While the physical set-up and breakdown for FlashMob I took three days, project co-organizer John Witchel told that FlashMob computing could be up and running in a matter of hours in locations that are already networked, such as office buildings and college campuses. "When I look at a dormitory," he said, "I see a supercomputer."

Mark Gantley, director of data management engineering for HP's high performance technical computing division, said the weekend project was intended to widen the amount of computing resources available.

A supercomputer he helped build for the University of Pittsburgh is already completely subscribed for the rest of its useful life. "Linux is very important to this community because there is an insatiable demand for computing cycles -- far more demand than there are supercomputers," he said. Therefore, the use of free software and a collage of different types of machines could bring the cost down and expand the use of supercomputing.

HP was a sponsor of the project, contributing technical resources and some cash for expenditures such as hiring an electrical contractor to pull extra juice into the gym.

The event was meticulously organized. Rows of folding tables filled the gym, thick power cables precisely coiled underneath. Some 1400 individual gigabit Ethernet cables were carefully coiled, taped down to the table and labeled with a fluorescent numbered tag.

As a steady stream of people lugged their personal machines into the USF gym, they were met by one of more than 100 black t-shirted volunteers. The volunteers checked the numbered label on the computer against the number on a receipt, gave them a CD with the open-source FlashMob software, and handed them off to another volunteer who ushered them to the next vacant spot on a table.

Individual machines were connected to four Foundry Networks switches, on loan from the company, which also provided staffers. The switches themselves were linked with fiber optic cables. A third corporate sponsor, Myricom, provided interconnect software and technical help.

Benson, Witchel and Miller were unperturbed at working with just half the CPUs they had planned for. The benchmark was a discrete and tangible goal, they said, but the real payoff was the launch of a sort of open source social experiment. They said FlashMob I will begin to teach others how to organize the physical set-up, how much electricity they'll need, how to get people to show up with their computers.

Those who undertake the next FlashMob Supercomputer will build on this work, add their own code and pass it along with the wisdom they've gained.
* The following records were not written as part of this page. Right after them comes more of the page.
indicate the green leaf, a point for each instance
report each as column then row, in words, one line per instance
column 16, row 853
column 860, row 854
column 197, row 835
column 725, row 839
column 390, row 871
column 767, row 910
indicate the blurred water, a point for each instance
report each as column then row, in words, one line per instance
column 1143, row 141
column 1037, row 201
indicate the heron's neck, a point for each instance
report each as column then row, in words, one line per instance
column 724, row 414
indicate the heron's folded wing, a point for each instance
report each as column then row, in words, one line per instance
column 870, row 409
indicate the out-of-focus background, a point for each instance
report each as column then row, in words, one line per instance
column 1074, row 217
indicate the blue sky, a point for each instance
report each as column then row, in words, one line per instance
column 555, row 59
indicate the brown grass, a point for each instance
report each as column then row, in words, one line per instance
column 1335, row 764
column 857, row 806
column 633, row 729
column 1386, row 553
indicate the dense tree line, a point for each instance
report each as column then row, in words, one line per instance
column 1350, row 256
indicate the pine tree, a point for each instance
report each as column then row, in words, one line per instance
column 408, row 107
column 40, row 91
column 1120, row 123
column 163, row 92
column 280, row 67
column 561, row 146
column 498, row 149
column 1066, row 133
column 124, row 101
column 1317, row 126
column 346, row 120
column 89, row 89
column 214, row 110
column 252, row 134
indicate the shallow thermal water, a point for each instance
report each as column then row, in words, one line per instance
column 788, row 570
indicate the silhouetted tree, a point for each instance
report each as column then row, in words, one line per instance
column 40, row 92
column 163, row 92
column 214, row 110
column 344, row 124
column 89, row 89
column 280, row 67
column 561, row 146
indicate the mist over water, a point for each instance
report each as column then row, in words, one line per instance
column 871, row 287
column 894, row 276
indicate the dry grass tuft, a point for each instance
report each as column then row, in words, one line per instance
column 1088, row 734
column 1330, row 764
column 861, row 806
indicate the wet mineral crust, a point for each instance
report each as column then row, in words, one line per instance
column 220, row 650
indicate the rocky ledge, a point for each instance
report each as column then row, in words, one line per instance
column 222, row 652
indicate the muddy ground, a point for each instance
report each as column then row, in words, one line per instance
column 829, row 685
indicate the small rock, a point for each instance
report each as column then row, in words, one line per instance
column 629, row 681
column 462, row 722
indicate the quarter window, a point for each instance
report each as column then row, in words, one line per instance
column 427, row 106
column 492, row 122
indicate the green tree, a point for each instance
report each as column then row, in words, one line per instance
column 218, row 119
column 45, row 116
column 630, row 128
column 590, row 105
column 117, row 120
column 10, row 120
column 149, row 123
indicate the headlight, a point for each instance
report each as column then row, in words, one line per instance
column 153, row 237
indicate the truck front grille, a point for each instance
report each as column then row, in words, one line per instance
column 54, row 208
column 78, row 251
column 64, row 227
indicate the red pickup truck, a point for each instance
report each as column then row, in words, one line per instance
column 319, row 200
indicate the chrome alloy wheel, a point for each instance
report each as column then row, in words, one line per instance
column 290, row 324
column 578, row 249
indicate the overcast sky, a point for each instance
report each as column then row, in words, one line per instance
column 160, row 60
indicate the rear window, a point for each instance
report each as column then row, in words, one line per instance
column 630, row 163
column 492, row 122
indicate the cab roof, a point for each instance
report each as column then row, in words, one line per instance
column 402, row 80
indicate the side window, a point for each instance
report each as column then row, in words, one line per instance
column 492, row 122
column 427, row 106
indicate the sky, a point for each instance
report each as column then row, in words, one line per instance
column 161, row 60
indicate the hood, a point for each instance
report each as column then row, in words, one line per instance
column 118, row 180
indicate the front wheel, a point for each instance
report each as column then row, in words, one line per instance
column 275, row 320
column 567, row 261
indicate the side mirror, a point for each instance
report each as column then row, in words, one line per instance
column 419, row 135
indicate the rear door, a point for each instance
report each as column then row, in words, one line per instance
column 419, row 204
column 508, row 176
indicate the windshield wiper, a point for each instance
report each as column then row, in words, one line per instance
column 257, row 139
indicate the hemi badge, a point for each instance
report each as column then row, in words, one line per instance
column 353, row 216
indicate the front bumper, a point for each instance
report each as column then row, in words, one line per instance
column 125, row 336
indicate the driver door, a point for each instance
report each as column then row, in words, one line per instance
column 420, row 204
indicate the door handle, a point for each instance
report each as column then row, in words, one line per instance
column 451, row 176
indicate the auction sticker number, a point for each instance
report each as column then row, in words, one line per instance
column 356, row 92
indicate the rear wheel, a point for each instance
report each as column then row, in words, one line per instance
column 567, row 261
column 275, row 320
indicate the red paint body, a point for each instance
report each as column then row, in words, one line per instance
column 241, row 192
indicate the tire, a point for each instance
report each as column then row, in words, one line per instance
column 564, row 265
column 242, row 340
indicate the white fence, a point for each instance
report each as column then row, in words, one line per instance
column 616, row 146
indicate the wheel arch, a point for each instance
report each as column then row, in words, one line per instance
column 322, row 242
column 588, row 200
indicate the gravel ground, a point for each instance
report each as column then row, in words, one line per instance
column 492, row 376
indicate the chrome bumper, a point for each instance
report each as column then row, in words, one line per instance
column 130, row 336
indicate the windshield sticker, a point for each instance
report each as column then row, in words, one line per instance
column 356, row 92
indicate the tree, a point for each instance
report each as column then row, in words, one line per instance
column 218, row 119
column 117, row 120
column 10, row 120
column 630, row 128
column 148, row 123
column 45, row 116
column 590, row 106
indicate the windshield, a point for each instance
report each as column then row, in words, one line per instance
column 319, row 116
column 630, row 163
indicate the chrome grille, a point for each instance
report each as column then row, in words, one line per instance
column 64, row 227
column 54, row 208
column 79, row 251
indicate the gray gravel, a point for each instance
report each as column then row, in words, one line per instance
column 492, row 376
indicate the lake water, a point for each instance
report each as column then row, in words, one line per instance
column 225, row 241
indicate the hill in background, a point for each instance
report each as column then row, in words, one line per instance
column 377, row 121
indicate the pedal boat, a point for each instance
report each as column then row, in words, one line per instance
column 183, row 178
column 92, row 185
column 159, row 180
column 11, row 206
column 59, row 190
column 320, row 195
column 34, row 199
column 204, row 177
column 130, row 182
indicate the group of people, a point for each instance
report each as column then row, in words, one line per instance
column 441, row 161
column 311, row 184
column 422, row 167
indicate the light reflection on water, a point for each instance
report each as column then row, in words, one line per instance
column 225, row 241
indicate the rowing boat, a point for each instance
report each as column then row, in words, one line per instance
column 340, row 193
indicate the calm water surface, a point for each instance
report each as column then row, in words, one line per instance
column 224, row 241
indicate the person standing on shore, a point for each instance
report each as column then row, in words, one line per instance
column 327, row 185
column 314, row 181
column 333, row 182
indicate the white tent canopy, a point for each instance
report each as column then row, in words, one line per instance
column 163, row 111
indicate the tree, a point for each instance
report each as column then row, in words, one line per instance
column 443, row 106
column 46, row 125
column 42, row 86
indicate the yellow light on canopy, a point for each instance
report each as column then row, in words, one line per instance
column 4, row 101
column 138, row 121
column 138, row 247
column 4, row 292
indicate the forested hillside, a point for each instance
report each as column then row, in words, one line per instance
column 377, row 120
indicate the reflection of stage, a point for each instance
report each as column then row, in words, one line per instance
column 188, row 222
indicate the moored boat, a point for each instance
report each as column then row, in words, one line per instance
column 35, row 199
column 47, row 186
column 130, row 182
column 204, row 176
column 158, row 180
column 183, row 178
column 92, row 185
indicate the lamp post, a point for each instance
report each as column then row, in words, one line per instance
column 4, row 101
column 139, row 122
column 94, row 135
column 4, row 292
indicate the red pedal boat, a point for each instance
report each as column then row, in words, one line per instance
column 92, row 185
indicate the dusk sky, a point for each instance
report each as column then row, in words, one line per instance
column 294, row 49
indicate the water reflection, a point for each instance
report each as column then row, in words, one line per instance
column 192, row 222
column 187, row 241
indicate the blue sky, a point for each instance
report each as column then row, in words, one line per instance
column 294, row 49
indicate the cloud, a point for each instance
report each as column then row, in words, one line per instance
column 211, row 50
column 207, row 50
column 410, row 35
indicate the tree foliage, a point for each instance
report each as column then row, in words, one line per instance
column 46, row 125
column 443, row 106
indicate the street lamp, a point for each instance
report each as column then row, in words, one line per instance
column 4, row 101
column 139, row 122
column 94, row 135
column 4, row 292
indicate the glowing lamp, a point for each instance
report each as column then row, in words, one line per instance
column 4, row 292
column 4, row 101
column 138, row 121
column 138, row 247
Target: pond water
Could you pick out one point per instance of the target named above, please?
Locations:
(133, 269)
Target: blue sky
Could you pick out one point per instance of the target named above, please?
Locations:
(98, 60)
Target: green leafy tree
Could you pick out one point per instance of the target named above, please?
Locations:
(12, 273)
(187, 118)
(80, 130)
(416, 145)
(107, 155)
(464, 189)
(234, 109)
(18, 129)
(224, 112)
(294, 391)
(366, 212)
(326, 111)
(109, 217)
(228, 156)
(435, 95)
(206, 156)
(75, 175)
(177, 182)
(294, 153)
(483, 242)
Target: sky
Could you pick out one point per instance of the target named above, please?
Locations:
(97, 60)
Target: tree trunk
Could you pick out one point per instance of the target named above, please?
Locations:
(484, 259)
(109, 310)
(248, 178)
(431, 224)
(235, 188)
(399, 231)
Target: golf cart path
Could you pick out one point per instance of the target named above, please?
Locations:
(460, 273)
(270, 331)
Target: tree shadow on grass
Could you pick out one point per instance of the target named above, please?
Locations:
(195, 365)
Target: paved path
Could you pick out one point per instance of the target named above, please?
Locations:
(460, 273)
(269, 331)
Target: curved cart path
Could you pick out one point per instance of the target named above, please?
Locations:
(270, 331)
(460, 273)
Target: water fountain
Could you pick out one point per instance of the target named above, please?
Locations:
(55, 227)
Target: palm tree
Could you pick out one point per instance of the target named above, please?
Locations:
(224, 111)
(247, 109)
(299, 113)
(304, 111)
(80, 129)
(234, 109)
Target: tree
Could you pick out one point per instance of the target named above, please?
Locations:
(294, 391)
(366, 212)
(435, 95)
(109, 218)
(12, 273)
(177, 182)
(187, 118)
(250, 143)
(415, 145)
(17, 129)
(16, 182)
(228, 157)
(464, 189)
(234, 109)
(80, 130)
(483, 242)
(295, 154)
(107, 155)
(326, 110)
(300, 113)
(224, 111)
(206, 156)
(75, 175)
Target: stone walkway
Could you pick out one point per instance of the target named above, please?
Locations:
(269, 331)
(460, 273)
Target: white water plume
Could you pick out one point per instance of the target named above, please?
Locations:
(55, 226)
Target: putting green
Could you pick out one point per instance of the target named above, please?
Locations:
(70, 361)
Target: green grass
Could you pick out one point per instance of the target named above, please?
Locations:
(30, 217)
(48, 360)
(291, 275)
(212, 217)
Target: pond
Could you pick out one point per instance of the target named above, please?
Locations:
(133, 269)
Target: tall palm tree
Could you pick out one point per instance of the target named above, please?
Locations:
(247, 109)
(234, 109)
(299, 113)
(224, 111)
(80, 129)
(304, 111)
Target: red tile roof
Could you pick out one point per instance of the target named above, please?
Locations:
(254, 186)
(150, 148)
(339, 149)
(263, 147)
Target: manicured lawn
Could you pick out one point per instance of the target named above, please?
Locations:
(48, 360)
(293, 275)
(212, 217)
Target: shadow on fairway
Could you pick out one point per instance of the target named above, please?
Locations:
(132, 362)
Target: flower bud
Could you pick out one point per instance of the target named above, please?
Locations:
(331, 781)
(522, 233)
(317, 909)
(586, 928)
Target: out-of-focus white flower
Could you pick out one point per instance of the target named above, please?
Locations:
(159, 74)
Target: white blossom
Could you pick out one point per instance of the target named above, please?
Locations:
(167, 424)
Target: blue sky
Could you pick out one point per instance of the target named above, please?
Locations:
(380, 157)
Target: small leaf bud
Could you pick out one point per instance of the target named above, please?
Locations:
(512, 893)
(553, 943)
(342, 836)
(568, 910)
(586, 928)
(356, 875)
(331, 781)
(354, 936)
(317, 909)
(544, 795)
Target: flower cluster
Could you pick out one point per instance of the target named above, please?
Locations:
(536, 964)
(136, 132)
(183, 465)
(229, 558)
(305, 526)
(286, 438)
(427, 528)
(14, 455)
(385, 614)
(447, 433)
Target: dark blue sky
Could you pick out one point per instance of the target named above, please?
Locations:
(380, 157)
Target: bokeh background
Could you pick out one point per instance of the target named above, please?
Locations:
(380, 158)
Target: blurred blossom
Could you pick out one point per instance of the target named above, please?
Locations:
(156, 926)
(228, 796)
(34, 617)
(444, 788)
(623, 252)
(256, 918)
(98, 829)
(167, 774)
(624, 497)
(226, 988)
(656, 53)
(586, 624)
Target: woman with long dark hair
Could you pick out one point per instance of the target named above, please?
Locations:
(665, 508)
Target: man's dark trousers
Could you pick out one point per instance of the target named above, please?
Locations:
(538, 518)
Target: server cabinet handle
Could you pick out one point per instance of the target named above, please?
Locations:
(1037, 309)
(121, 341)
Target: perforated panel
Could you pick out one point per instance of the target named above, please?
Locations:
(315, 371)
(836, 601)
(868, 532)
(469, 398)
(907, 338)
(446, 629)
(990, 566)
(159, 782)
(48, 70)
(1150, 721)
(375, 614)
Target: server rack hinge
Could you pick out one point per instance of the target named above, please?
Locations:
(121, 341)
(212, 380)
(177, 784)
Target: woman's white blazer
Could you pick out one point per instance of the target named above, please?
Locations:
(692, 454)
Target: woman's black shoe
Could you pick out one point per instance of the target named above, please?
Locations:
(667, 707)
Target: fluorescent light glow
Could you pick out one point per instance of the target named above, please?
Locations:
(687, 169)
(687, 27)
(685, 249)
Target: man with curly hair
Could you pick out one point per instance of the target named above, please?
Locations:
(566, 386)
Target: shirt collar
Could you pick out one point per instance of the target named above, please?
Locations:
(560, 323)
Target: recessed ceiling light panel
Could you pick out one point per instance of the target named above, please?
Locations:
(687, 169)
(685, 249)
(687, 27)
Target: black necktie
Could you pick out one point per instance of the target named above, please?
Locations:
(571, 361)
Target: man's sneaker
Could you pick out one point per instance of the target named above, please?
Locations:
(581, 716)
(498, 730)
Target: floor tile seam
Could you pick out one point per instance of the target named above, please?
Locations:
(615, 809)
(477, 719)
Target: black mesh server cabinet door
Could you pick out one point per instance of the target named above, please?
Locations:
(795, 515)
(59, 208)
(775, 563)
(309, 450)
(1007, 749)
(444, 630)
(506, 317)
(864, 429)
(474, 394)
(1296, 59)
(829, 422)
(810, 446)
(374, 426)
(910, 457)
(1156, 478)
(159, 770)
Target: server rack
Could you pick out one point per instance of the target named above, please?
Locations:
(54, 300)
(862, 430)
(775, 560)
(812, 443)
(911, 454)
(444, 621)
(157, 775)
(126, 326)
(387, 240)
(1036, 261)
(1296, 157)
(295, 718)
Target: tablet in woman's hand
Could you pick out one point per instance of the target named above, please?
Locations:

Already, other universities and groups around the world are requesting the software so they can build their own grassroots supercomputers.

As they were plugged in, batches of machines were tested to see if they met the minimum speed. If they didn't, a volunteer attempted to find a machine in the group that was dragging the speed down, because, often, a supercomputer runs only as fast as the slowest node. There was no time for fancy diagnostics or troubleshooting. "If there are fluctuations in one batch, we just won't use it," said co-organizer Benson, an assistant computer science professor at USF. "Today is about bringing stuff up, learning what we can to use in the future."